Não é desconhecido dos operadores do direito, o fenômeno do esgotamento paradigmático do pensamento jurídico fundado a partir da premissa de um direito natural (concepção tomista que foi empregada por séculos pelos juristas como modo de pensar dogmaticamente o direito) que encontra inúmeras dificuldades de resolver os problemas decorrentes da complexidade das relações intersubjetivas, ainda mais em um mundo que prima pela celeridade decorrente dos próprios avanços tecnológicos num mundo globalizado, o que não pode ficar á margem do ordenamento jurídico, não mais se podendo cogitar da possibilidade de empregar fórmulas medievais ou latinas num mundo com tal peculiaridade (o termo juntar aos autos, vem do hábito medieval de se costurar pergaminhos nos autos do processo com linha e agulha, o que perde sentido num mundo impregnado pela digitalização, inclusive com a possibilidade de formação de autos digitais como admitido pela Lei nº 11.419/07), estabelecida de forma sem precedentes no curso da evolução histórica.
Tanto assim que autores como Celso Lafer propugnam, como proposta inicial para a solução do problema referente ao hiato apontado, a adoção de um novo modelo paradigmático[1](o referido autor propõe chamá-lo de paradigma da filosofia do direito, para permitir um "pensar" menos dogmático, mais aberto ao "perquerir", tomando, aliás, o dogma não como um fim em si mesmo, mas, ao contrário, como um ponto de partida, como, ademais, vinha sendo sugerido por Tércio Sampaio Ferraz Jr.,[2] permitindo-se a interpretação que autorize abranger fatores interdisciplinares, e, desta forma mais consentâneos com a realidade atual).

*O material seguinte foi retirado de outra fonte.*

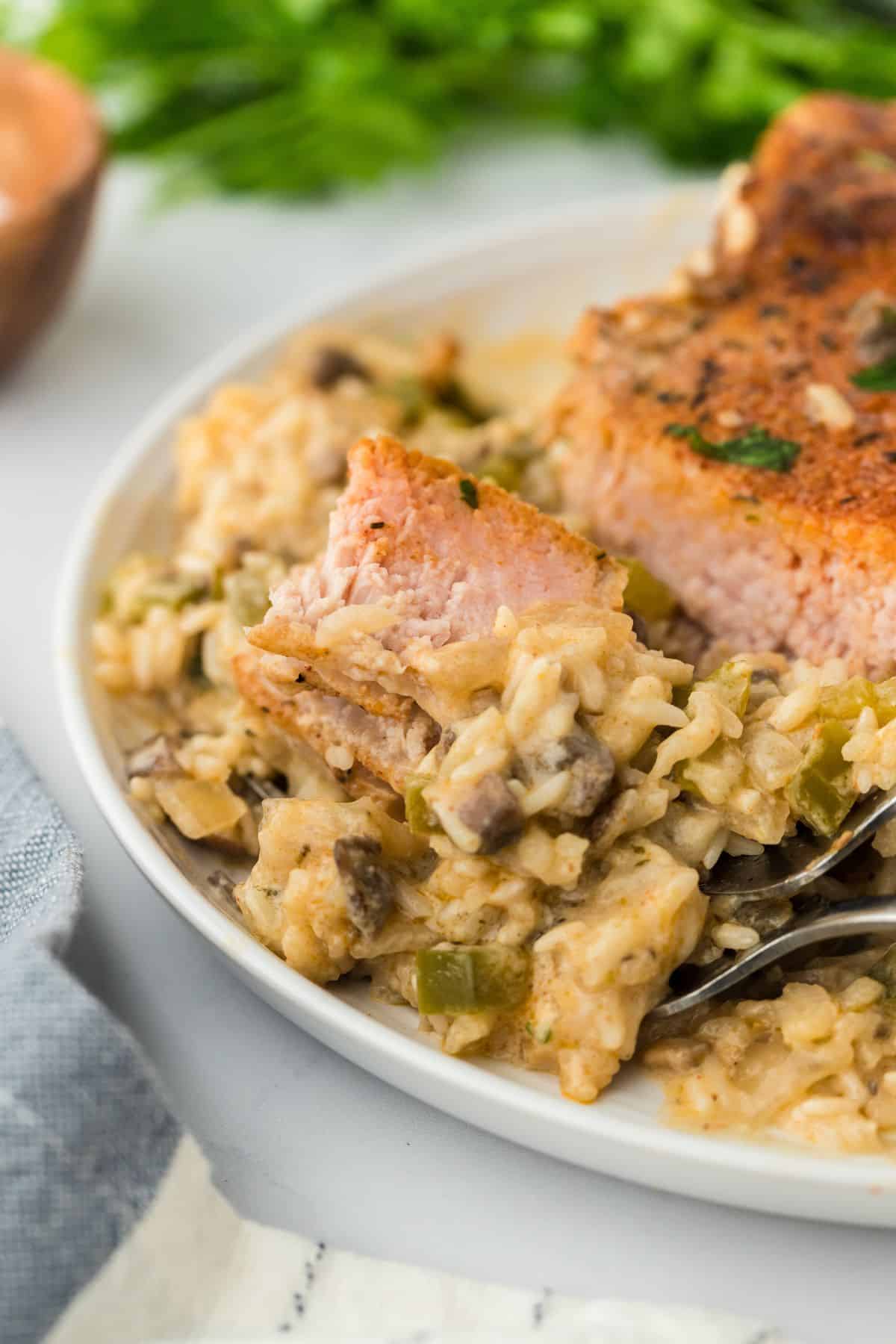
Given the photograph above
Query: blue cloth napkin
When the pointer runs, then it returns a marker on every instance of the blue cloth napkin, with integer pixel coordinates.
(111, 1228)
(85, 1135)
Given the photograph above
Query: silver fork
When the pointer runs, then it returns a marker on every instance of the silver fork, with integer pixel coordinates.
(782, 871)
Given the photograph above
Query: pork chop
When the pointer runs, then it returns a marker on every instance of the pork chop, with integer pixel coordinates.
(750, 359)
(421, 558)
(388, 747)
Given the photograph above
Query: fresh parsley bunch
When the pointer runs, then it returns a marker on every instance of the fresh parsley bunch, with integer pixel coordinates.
(296, 97)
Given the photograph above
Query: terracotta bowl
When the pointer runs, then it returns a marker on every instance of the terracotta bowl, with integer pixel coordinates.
(52, 151)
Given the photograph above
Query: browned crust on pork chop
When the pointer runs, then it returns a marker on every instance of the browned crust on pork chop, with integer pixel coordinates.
(388, 749)
(809, 235)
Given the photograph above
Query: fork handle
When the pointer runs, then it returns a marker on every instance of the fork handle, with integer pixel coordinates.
(864, 915)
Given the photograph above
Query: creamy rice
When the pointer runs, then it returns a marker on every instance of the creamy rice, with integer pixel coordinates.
(551, 843)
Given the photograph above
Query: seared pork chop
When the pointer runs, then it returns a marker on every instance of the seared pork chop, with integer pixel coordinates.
(755, 354)
(420, 561)
(388, 747)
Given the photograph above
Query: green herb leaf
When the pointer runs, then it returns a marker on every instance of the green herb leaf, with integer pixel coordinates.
(299, 97)
(877, 378)
(875, 161)
(755, 448)
(469, 494)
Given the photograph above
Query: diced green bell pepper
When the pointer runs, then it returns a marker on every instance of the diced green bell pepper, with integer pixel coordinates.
(172, 593)
(849, 699)
(732, 682)
(247, 596)
(645, 594)
(461, 980)
(411, 396)
(420, 816)
(884, 972)
(821, 793)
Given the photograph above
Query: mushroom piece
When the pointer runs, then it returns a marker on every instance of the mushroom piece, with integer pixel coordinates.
(332, 363)
(370, 887)
(50, 164)
(591, 768)
(494, 812)
(155, 757)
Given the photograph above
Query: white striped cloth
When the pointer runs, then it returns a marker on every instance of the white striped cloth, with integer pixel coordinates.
(111, 1228)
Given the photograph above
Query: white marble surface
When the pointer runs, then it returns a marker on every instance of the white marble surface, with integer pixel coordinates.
(297, 1136)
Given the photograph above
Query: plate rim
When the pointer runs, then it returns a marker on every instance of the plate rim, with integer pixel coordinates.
(497, 1104)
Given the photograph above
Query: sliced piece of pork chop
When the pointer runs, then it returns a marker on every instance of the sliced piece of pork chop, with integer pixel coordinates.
(421, 558)
(795, 296)
(388, 747)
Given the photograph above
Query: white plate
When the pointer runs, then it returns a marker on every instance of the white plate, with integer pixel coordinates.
(535, 279)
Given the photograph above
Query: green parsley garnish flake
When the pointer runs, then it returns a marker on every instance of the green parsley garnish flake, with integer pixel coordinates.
(755, 448)
(469, 494)
(877, 378)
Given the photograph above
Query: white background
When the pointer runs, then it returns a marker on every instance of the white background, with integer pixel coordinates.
(297, 1136)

E isso se torna relevante na medida em que, igualmente, se tem por inegável que o Direito seja um fenômeno histórico, revestido de temporalidade e que, nos primórdios da civilização já tinha seu conteúdo intimamente ligado aos desígnios dos detentores do poder (verbi gratia, no Egito Antigo, no período conhecido por Antigo Império, ou seja, entre 2.664 a C e 2.155 a C, cunhou-se a expressão segundo a qual "o justo é o que o faraó ama, e o mal é aquilo que o faraó odeia"[3], não obstante a ponderação de que o justo e ético, para esse povo se confundia com a emblemática noção de maat[4]reforçando-se o entendimento segundo o qual o direito implica numa evidente técnica de controle social (caráter igualmente destacado pelo já mencionado Tércio Sampaio)[5].
Essas concepções ligando o Direito ao poder se tornam uma questão de grande relevo posto que, em um mundo globalizado, em que o poder econômico se concentra em pólos globalizantes opostos aos dos globalizados, se pode passar a questionar se fatores intimamente ligados ao poder não estão colocando em xeque a interpretação que se possa fazer do ordenamento jurídico como um todo.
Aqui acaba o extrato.